Como cada noche, la música sonaba alrededor de la hoguera, pero las notas musicales irradiaban tensión. Miedo en clave de sol.

Miedo a perder. Miedo a perecer.

Sentado en su roca, ajeno a todo, absorto en imágenes, Hasan pensaba en ella. En su voz, en su caminar, en cada uno de sus gestos, en cada regalo de sus ojos. Entre las sombras de la noche, imaginaba su cuerpo, en el delicado moldeo de sus formas, en la adivinada turgencia de su cuerpo, en la sensualidad imaginada tras sus ropajes.

Hasán la amaba y la deseaba. Su amor por ella era tan creciente que temía que le fuera a desbordar. Sentía recelo ante la batalla del día siguiente. Por morir y perderla. Por morir y no llegar a tocarla ni tan siquiera una vez. Por morir sin saber lo que es besarla.

Abderramán se sentó a su lado con una jarra de vino en la mano.

- Los oficiales han hecho la vista gorda – dijo con sulfitos en la voz -. Prefieren un ejército borracho y temerario que sereno y temeroso.

Abderramán ofreció el vino a Hasán, pero éste declinó, poniendo su brazo afectuoso alrededor de su amigo.

- Hay algo que deberías saber – dijo Abderramán.

- ¿Qué ocurre? – preguntó con tensión Hasán.

Abderramán sostuvo la mirada y el silencio enrojecido, por el miedo y el alcohol, duró varias eternidades sucesivas.

- Corre un rumor – inició al fin – pero como rumor que es no se puede considerar una verdad…

- Diablos, cuéntame.

- … según ese rumor, nuestro rey ha pactado una rendición encubierta.

- ¿QUÉ?

- Nuestro rey tiene más miedo a morir que nosotros y todos los soldados cristianos juntos. Y el rey cristiano ha sabido sacar ventaja de eso.

- Y eso en qué se traduce.

- No te va a gustar… – el tono de voz de Abderramán se turbó.

- Por Alá todopoderoso, desembucha de una vez.

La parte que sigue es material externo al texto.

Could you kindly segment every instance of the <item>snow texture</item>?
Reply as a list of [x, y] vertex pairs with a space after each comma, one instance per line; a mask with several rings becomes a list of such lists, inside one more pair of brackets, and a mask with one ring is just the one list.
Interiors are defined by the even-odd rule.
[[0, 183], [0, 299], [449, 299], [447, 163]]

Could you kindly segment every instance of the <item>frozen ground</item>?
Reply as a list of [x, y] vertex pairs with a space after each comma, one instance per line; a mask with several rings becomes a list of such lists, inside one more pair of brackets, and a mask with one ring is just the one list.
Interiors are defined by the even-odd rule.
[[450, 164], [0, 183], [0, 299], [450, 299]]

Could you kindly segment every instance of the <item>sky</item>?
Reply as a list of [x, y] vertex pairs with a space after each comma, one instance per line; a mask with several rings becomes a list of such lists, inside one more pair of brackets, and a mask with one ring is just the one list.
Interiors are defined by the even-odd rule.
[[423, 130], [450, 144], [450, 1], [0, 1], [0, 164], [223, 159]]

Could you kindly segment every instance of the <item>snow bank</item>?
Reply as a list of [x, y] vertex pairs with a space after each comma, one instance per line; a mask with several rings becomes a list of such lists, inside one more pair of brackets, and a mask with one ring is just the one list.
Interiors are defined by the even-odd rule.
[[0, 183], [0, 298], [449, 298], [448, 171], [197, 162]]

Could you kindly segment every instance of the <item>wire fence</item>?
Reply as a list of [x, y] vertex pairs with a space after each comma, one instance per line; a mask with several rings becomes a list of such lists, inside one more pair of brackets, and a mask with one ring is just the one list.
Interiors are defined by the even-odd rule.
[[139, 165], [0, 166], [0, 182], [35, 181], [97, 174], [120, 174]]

- El rey cristiano está enamorado de nuestra Reina. Quiere divorciarse de su esposa y casarse con ella. Propone así firmar la paz entre los pueblos. Y nuestro rey, que no la ama, que sólo se ama a sí mismo, habría aceptado el pacto. Habrían convertido a nuestra Reina en moneda de cambio.

La ira enrojeció el rostro de Hasán hasta hacer palidecer su alma.

- ¿Estás seguro de eso? – Inquirió.

- Ya te lo he dicho, es un rumor… – contestó Abderramán.

Hasán fijó la vista en el punto donde había imaginado que ella aparecía caminando hacia él.

- No lo permitiré – dijo con voz grave.

- Hasán, nosotros… - inició Abderramán.

- Escúchame bien, buen amigo – cortó Hasán -. No permitiré que mi Reina sea depreciada. No permitiré que desgracien su vida en brazos del rey cristiano. Jamás. No voy a dejar que eso ocurra. La amo y aunque nunca llegue a ser suyo, moriré por evitar semejante aberración.

- Hasán…

- ¡Abderramán, es Nuestra Reina! Ella siempre ha sido buena con nosotros y lo sabes. Nos ha querido, nos ha llorado y nos ha respetado. Nuestra obligación es morir por ella.

- Y por nuestro rey.

- Un rey que vende lo más preciado que tiene no es un rey. No es ni siquiera hombre. Prefiero morir por amor a morir por una figura de barro.

Su mirada letal rubricó sus palabras al agregar:


- Éste es el único ideal que tengo. Mi patria es mi corazón. Y mi corazón es Ella.